Friday, May 30, 2014

Ten essential reads to understand the World Cup protests


1. "No, I'm not going to the World Cup" by Carla Dauden (independent, 17 June 2013)
The first clear statement in English of anti-WC protests, by a Brazilian. An excellent, concise, and well-researched video.

2. "Brazil's bread and circuses" by Emma Elliott Freire (The Moral Liberal, 7 May 2014)
An overview of the major issues that are being talked about recently. I do not support the blog on which this is published.

3. "The Brazil behind the cup" by Mateo Pimentel (Dissident Voice, 30 May 2014)
He thinks that the World Cup will give protesters a global forum. I've heard that before. When the sporting starts, the talk stops (South Africa, Sochi, etc). Doesn't have to be like that, though.

4. "'There will have been no World Cup'" by Rodrigo Nunes (Al Jazeera, 30 May 2014)
A philosopher discusses why "World Cup protests" is a misnomer: long-standing social unrest is only recently focusing on the WC as the (rightful) epitome of its frustration.

5. "Generation June" by Wright Thompson (ESPN Magazine, 3 December 2013)
A splendidly written feature story focusing less on the politics and more on the young populists that are engaged in constant protests against Brazil's government, from Lula to Rousseff. My personal favorite among all of these articles.

6. "Brazil's World Cup is an expensive, exploitative nightmare" by Vic Verikaitis (Daily Beast, 30 May 2014)
Vanishing money, slave work, and an all-present bureaucracy. Again, sounds like Russia. Or Italy. Or Greece. Or any one of these soon-to-be Third World economies.

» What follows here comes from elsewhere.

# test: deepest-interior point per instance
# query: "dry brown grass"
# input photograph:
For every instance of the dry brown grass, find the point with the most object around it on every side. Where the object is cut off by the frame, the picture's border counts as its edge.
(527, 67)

7. "Labor protests ramp up as World Cup nears" by Vincent Bevins (Los Angeles Times, 17 May 2014)
Same as above, with an emphasis on union protests.

8. "Brazil's World Cup party can't hide the country's tensions" by David Goldblatt (The Observer, 24 May 2014)
Focusing on the role of football in Brazil's broader sociopolitical context, especially as concerns race.

9. "Beyond samba, sex, and soccer" by Khaled A. Beydoun (Al Jazeera, 28 May 2014)
A critical race theorist casts Brazil's perennial social unrest in terms of racial warfare and only secondarily as a set of economic grievances.

10. Pictures of protests by indigenous people (The Huffington Post, 28 May 2014)
It is hard to find extensive critical commentaries on this side of the protests, so pictures it is. Really good pictures, too.